Chris and I have been woefully uninvolved neighbors for the last several years. We were really friendly and active in courtyard barbecues in the early days – when we first moved in 13 years ago, and every family on our street had a child under 5 – but since then, the old families have moved out, and we just haven’t had the energy to keep introducing ourselves to the new ones. I’m truly happy for the other young marrieds on our block when they become friends with each other – I think it’s important when you’re first starting out. But now we’re like the “old ones” at the end, and just keep to ourselves. (Our oldest child says, “We’ve become that family.”)
But Nathan changes that for all of us. He’s our good-will ambassador. Everyone knows him and, by association, they’re all really nice to us. We’re Nathan’s mom, Nathan’s dad, Nathan’s brother and Nathan’s sister. …
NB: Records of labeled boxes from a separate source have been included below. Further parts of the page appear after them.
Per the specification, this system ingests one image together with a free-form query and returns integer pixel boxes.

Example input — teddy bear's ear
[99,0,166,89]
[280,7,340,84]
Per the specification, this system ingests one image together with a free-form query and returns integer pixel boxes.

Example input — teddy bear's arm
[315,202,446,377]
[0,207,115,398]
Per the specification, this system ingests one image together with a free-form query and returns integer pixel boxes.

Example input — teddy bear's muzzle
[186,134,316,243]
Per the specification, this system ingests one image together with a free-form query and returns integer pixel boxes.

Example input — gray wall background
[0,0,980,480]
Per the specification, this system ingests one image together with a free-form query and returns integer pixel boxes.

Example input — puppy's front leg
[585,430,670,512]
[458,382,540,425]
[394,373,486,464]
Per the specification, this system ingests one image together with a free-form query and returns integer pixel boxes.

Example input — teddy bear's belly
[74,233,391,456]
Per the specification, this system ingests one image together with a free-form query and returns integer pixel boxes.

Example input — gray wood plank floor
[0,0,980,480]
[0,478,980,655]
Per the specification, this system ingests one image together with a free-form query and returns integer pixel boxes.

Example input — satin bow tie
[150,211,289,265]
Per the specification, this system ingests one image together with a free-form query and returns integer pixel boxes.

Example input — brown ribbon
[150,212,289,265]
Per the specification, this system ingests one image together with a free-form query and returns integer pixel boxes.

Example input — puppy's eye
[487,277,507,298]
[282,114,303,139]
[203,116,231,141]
But the kid is always teaching me something new about myself. And now I’m learning that I’ve become pretty unfriendly over the years. I fall into the comfort of old friends, family, former coworkers, friends from high school – people I’ve known forever and who fill my life. But that familiar comfort also makes me closed off to new acquaintances more often than not, and I really should knock it off.
Maybe I’ll go introduce myself when I return the Tupperware container and rib pan. … Maybe we’ll even join the next courtyard barbecue. …
How about you? Are you less open to new friends as you get older? Or maybe more?
*All names changed to protect the don’t-want-to-be-Googled. …
I think that is so cool that Nathan is so “connected” to his neighborhood! He is the one that all the little kids are gonna remember when they get older and he has gone off to college and married – and the one that all the parents are gonna want their kids to be like! I love it =) As for you being the “old” couple that keeps to themselves…that’s ok. I think when we are younger we are looking for people to share advise or maybe someone to make play dates with, etc. I know the older I get, the less I go out. I find myself just comfortable being home. Of course, working a lot doesn’t help either! At least the neighbors all know you aren’t the creepy people to not get halloween candy from…you are all good by association, right!!